I would like to modify a cron script which includes 3 table insertions, one table update and one deletion processes.
There are thousands of records and hence it takes much time to insert data.
The data is inserted into products table, product payment table, product details table and product images table.
current script checks whether the product exists or not.
If not exists, then insert data to products table first and returns the newly inserted product id. After that, insertion happens to the other three tables. There may be multiple insertion to the images table (depends on the number of images).
If the product already exists, update the tables. For the images table, the script deletes existing image records for that particular product and then inserts all images as new to the images table.
This is what happens now:
$product_id = insert_product($product_data) ;
As the data is enormous, it takes longer time to execute. Is there any way that we can optimize this entire process?
What you could do is use
REPLACE INTO sql query to either insert a row or replace the values in one go.

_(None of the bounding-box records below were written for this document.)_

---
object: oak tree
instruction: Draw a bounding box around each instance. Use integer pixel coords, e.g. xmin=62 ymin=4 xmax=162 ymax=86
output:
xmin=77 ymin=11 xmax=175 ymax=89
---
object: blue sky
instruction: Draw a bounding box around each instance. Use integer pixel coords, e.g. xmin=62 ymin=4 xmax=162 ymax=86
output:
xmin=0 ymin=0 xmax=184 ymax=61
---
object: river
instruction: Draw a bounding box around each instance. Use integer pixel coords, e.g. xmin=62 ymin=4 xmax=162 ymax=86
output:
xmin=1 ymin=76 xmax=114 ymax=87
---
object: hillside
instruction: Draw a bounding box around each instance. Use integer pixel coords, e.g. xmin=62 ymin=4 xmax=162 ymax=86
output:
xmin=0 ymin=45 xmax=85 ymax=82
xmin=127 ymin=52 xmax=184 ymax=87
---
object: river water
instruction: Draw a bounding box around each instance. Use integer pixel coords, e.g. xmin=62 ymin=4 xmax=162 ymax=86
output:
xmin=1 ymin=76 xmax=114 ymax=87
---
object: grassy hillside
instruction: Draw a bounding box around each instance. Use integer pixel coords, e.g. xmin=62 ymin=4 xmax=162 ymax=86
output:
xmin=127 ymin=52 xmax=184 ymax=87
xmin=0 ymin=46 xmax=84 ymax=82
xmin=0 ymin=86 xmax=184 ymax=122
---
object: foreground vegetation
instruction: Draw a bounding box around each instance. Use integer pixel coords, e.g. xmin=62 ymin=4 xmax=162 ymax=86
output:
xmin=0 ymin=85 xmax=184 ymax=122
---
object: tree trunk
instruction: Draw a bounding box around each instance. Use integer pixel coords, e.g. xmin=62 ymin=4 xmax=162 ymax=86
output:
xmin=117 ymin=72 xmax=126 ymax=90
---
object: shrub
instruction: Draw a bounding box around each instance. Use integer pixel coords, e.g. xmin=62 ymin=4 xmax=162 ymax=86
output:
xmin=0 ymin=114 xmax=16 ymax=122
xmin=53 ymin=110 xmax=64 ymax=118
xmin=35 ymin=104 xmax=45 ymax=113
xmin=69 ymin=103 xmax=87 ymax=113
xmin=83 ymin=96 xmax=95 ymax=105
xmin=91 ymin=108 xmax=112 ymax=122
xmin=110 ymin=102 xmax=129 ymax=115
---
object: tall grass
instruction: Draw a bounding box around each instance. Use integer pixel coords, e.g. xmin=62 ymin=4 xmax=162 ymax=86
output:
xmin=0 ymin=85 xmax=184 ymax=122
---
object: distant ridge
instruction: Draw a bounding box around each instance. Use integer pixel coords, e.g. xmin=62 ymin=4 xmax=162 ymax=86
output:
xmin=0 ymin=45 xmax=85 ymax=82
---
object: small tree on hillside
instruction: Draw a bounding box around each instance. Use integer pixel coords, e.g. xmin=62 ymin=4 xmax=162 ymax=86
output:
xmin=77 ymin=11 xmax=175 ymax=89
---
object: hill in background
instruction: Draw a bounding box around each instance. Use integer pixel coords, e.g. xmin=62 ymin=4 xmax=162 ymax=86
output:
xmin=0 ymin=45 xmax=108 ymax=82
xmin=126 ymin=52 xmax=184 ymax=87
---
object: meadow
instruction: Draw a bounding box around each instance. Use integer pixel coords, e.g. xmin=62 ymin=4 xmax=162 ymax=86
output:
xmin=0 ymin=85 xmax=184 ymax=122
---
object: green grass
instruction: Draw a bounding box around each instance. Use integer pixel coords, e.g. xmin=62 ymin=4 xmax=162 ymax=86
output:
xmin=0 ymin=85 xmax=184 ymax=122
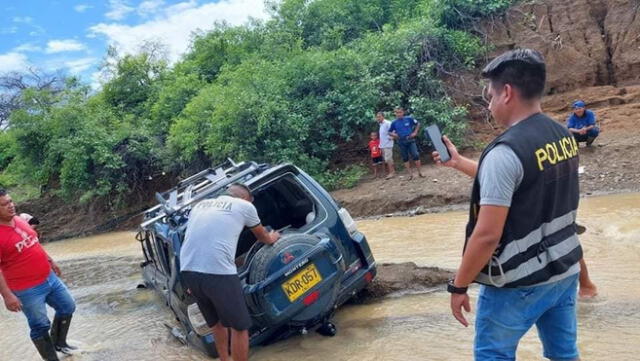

Take a look at this article: http://blogs.coldbuffer.com/inserting-or-updating-records-using-mysql-replace
Another way to deal with lots of data that you have to add/update is to create a temporary table (probably with ENGINE = MEMORY) and do bulk inserts into that table. So instead of adding one dataset at a time, create sql inserts with multiple sets and add them at once. This is way faster than looping over the elements and call an insert for each dataset.
After that you can do a mass update by joining your original table with that temporary table, as this also is much faster.
We are working with this concept to speed up inserts/updates quite well.
This will help immensely with your speed issue, if you're talking thousands of queries.
Also, wrap at least each individual block of queries in a transaction, if you're on InnoDB (which you should be!):
That won't help with speed, but will make the whole operation a good deal safer.